Der Kleine legte den Kopf schief und lachte ein leises, perlendes Lachen. Richtig niedlich. "Nein, du kannst nicht Trunks Briefs sein - denn ich bin Trunks Briefs."
Der Captain riss überrascht die Augen auf, aber bevor er etwas entgegnen konnte wurden eilige Schritte laut und zwei Gestalten tauchten aus dem Dunkel auf.

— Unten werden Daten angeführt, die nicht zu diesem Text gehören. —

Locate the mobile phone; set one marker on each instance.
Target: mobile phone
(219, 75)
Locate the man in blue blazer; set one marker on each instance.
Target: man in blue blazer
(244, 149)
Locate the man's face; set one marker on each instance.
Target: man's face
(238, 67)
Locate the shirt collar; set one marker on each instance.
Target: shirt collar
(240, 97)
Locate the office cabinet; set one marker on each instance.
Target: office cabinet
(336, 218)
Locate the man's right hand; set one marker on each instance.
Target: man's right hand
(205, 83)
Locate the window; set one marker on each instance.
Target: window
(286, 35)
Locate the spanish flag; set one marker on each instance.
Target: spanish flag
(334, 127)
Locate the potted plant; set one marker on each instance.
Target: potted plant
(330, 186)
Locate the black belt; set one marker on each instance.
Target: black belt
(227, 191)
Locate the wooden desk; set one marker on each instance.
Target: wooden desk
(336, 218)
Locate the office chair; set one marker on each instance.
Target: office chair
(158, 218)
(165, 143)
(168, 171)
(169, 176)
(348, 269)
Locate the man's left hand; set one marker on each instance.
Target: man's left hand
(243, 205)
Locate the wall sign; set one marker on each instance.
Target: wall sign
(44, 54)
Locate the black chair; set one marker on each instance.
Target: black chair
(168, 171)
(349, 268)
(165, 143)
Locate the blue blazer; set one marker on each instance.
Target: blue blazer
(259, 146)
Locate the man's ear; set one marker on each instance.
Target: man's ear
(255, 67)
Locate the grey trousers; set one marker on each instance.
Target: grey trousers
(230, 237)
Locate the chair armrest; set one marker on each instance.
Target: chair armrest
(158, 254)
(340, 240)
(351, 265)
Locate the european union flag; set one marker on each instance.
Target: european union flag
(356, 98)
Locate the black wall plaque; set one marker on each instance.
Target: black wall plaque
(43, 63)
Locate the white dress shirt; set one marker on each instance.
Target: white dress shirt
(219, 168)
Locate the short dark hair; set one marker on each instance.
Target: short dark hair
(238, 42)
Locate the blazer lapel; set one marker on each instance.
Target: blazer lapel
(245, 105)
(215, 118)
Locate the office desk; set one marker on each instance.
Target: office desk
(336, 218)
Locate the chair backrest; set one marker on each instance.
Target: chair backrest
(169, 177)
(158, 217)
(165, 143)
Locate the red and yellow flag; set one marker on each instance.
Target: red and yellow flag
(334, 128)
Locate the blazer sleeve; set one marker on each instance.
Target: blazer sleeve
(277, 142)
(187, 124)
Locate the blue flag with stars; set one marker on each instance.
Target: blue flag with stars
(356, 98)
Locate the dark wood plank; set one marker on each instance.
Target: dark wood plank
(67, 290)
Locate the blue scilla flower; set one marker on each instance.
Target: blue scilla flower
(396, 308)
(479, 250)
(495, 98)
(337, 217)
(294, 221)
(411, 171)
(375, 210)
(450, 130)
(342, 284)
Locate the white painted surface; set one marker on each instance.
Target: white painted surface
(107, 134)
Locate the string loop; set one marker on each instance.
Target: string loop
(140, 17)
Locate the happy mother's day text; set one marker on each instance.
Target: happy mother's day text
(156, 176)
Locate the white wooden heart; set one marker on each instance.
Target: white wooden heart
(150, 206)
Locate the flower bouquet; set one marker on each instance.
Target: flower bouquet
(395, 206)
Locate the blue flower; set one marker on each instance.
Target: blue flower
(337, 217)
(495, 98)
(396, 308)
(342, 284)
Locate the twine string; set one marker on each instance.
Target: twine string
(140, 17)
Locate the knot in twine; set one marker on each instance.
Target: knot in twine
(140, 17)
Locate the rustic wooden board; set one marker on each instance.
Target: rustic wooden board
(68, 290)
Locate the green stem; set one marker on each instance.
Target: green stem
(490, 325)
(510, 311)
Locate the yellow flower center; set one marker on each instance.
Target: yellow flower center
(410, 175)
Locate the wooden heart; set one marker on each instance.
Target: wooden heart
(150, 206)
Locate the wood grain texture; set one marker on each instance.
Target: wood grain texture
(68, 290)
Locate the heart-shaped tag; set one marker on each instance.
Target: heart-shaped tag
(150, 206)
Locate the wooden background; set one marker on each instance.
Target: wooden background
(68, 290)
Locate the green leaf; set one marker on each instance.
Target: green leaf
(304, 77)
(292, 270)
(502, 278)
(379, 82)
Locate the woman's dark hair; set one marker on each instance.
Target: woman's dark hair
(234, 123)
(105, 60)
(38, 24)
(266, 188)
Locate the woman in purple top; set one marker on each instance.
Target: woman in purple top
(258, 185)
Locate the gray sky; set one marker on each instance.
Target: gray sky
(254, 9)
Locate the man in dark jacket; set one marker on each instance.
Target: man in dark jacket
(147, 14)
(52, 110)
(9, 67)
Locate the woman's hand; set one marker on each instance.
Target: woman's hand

Er schnappte geräuschlos nach Luft als er seine Eltern erkannte, die, ohne ihn zu sehen, an ihm vorbei zu dem Kind stürzten. Mit wachsendem Horror sah er wie sein Vater die Arme nach dem Kind ausstreckte und es hochhob, es beschützend an sich drückte, bevor er sich zu Bulma umwandte, damit sie kurz das kleine, blutverschmierte Gesicht küssen konnte.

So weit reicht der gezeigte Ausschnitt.